Wir alle werden sterben und werden über kurz oder lang diesen „seltsamen Augenblick“ erfahren, in dem „alle mächtigen Dauergefühle des Daseins“ nichtig werden. So einfach und klar diese Aussage ist, so kompliziert wird das Nachdenken über die Bedeutung des Todes. Was kann man sich unter ihm vorstellen? Ein mehr oder weniger vertrauter Körper zerfällt, verschwindet, eine Stimme verhallt, ein Geruch verweht. Jacques Derrida schreibt, dass mit dem Tod eines Menschen nicht nur ein Leben zu Ende geht, sondern dass der Tod „ jedes Mal das Ende der Welt in ihrer Gesamtheit, das Ende jeder möglichen Welt, und jedes Mal das Ende der Welt als einer einzigartigen, also unersetzlichen und also unendlichen Gesamtheit“ erklärt.[11] Das symbolische Einwilligen der Fliege in das eigene Sterben bedeutet die Zustimmung zum Ende der Welt.

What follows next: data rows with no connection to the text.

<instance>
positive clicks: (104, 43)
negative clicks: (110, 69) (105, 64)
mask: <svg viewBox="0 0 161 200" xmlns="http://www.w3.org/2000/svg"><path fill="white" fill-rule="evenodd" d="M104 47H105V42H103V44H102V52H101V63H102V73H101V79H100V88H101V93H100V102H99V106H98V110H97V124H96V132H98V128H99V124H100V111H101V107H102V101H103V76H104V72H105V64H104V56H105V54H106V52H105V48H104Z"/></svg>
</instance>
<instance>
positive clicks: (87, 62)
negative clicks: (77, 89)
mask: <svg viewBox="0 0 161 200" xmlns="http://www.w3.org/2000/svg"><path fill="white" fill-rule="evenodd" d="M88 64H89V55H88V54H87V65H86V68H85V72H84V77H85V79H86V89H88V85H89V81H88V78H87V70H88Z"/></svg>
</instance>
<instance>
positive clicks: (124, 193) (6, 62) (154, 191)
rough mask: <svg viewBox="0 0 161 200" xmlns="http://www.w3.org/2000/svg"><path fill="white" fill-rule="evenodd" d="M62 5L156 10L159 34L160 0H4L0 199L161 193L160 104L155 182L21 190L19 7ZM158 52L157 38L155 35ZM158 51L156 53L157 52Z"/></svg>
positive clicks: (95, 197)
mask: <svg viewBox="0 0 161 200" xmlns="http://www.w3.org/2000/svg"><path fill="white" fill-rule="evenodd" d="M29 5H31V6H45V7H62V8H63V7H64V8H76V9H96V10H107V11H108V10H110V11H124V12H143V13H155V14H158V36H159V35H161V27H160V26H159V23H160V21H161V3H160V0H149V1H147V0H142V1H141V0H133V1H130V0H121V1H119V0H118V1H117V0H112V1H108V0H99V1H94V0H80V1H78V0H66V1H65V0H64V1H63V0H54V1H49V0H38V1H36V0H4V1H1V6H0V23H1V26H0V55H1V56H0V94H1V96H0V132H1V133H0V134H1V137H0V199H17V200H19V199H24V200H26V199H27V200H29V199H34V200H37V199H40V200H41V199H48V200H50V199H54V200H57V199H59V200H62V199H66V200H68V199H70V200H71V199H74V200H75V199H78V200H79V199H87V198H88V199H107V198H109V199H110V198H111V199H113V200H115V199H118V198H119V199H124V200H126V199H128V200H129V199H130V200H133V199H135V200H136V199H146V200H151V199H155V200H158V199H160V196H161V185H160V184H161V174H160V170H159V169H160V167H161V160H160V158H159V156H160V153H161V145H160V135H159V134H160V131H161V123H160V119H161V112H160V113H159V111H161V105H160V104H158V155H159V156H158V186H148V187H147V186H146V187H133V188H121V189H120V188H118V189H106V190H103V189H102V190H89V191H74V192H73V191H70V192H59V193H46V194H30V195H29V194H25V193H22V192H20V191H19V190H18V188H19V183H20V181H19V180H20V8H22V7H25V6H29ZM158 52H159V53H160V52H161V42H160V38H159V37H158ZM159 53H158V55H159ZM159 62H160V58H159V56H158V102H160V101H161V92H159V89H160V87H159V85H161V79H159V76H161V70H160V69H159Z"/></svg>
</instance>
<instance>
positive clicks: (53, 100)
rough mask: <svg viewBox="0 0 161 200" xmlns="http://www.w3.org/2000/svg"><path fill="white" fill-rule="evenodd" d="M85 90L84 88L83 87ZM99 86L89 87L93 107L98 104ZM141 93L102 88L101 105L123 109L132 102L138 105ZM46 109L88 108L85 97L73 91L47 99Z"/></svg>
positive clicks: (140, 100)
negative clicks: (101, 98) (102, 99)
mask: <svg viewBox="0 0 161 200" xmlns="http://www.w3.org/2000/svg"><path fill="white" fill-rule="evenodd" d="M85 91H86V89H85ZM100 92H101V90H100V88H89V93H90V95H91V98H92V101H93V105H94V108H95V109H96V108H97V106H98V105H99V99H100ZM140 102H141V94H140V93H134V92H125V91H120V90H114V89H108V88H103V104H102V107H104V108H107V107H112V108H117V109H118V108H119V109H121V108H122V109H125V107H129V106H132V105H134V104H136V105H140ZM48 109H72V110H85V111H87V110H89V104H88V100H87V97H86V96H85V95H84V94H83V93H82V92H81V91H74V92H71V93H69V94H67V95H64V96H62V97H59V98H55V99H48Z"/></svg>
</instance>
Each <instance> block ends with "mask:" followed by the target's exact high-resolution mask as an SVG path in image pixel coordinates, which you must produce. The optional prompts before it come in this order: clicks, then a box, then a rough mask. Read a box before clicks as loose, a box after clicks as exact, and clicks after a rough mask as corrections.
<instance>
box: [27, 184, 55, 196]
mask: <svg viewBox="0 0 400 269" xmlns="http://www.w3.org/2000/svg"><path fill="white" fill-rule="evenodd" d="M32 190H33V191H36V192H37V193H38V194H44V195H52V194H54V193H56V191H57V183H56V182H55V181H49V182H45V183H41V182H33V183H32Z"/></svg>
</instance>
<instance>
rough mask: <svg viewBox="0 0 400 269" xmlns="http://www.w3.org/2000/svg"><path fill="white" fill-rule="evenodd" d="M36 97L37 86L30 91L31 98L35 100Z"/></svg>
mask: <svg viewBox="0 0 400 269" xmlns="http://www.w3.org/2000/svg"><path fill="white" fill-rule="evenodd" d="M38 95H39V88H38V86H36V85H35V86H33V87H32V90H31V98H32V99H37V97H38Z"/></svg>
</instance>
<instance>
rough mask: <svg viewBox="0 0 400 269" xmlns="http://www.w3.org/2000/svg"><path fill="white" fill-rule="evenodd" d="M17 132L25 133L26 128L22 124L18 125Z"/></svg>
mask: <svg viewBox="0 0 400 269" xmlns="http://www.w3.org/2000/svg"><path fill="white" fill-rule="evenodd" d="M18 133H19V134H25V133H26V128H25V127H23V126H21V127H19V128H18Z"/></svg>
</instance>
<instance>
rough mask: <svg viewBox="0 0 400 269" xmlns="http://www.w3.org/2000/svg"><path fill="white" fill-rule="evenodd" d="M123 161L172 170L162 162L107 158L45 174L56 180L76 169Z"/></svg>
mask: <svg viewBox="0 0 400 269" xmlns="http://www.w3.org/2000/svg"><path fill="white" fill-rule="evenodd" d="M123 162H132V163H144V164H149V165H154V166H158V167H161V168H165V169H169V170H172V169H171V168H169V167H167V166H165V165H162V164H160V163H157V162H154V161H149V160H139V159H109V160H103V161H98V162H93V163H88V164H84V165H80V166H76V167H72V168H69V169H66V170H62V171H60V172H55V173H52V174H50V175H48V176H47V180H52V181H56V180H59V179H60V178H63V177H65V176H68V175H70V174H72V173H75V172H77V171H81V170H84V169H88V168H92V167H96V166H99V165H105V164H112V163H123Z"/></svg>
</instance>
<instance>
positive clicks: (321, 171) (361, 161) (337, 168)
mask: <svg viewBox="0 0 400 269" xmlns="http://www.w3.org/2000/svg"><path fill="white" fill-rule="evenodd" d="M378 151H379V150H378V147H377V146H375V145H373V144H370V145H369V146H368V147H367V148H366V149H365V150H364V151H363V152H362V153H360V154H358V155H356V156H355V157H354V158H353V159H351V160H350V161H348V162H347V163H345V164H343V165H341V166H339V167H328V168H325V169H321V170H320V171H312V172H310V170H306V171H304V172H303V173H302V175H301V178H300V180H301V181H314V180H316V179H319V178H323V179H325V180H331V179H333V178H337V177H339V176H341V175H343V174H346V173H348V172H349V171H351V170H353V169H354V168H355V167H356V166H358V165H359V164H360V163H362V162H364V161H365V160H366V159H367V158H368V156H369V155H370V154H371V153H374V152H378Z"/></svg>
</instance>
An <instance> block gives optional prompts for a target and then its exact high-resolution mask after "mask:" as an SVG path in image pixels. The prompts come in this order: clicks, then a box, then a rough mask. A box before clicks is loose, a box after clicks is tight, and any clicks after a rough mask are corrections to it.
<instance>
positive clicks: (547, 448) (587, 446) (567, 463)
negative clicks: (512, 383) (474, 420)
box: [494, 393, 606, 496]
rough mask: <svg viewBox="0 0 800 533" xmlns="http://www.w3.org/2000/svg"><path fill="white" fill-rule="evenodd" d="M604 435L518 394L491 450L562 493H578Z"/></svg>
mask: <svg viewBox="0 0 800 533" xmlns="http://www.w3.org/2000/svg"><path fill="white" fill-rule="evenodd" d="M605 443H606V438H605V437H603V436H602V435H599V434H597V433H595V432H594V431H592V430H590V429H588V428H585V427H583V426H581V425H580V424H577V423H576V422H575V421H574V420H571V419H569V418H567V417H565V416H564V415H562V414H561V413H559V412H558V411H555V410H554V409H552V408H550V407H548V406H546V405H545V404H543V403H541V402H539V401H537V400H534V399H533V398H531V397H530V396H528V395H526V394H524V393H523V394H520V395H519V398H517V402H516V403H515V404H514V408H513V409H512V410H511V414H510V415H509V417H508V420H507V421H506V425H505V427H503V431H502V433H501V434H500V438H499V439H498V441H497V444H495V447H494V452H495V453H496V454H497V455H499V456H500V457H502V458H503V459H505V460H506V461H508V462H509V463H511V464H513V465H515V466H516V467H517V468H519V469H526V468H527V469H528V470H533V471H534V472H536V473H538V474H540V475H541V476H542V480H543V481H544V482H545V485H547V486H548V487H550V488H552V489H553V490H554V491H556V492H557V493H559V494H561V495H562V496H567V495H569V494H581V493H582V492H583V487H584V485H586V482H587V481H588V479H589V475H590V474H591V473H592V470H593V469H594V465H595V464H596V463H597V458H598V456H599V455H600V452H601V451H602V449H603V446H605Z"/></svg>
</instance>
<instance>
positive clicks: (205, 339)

„Der Gedanke des Todes ist unannehmbar“ wie der französische Philosoph Clement Rosset geschrieben hat. Der Text von Robert Musil und die bildnerische Übersetzung von Melitta Moschik sind ein Versuch, das Unfassbare in eine Fassung der Erträglichkeit zu überführen.
Postscriptum
Melitta Moschik setzt sich in ihren Arbeiten mit den veränderten Wahrnehmungs- und Repräsentationsmodalitäten von Wirklichkeit durch den Einfluss der neuen Medien auseinander. Die hypertrophe Produktion und Distribution von Bildmaterial, die visuelle Struktur von Benutzeroberflächen, der virtuelle Raum als neuer Kulturraum sind einige Aspekte, die sie in der formalen Logik und technischen Ästhetik ihrer Themen umsetzt. Desweiteren analysiert Moschik in ihrem Werk die Entwicklung vom Bild zum Zeichen, lotet dessen Bedeutungsvalenzen aus und reflektiert unter dem Stichwort der Ikonisierung die Zeichenwerdung von medialen Bildern. Dass unseren Bildern und Zeichen von Wirklichkeit Mechanismen der Kontrolle und Strukturen der Macht zugrunde liegen, wird allzugerne vergessen und von Moschik subtil an die Oberfläche gebracht.
Roman Grabner, 2015
[1] Vgl. Paul Watzlawick, Vorwort. In: Paul Watzlawick (Hg.), Die erfundene Wirklichkeit. Wie wissen wir, was wir zu wissen glauben? Beiträge zum Konstruktivismus. München 1981, S. 9-11, 10.
[2] Francisco Varela, A calculus for self-reference. International Journal of General Systems 2, (1975), S. 5-24, 22. “In finding the world as we do, we forget all we did to find it as such, and when we are reminded of it in retracing our steps back to indication, we find little more than a mirror-to-mirror image of ourselves and the world.”
[3] Heinz von Foerster zitiert nach: Ernst von Glasersfeld / Edith Ackermann, Dialoge – Heinz von Foerster, zum 85. Geburtstag. In: Albert Müller (Hg.), Konstruktivismus und Kognitionswissenschaft. Kulturelle Wurzeln und Ergebnisse. Heinz von Foerster gewidmet. Wien 1997, S. 43-54 , 43.
[4] Max Bense, Technische Existenz. In: Max Bense, Ausgewählte Schriften. Bd. 3. Ästhetik und Texttheorie, S. 122-158, 122.
[5] Kurt Badt, Picasso, der Maler des Nichts. In: Die Weltwoche 14/668 (30. August 1946), Beilage Literatur und Kunst, S. 5.
[6] Otto Neurath, Internationale Bildersprache (1937). Zitiert nach: Frank Hartmann/Erwin K. Bauer, Bildersprache. Otto Neurath. Visualisierungen. Wien 2002, S. 66.
[7] Vgl. Melitta Moschik, zitiert nach: Destination Wien. Ausst.-Kat. Kunsthalle Wien. Wien 2015
[8] Jürgen Habermas / Jacques Derrida, Philosophie in Zeiten des Terrors. Zwei Gespräche, geführt und kommentiert von Giovanna Borradori. Berlin / Wien 2004, S. 118.
[9] Robert Musil, Hier ist es schön. In: Ders. Nachlaß zu Lebzeiten. Reinbek bei Hamburg 1981, S.
[10] Robert Musil, Prosa, Dramen, späte Briefe. Hg. v. Adolf Frisé. Hamburg 1957, S.450f.
[11] Jacques Derrida, Jedes Mal einzigartig. Wien 2003, S. 11.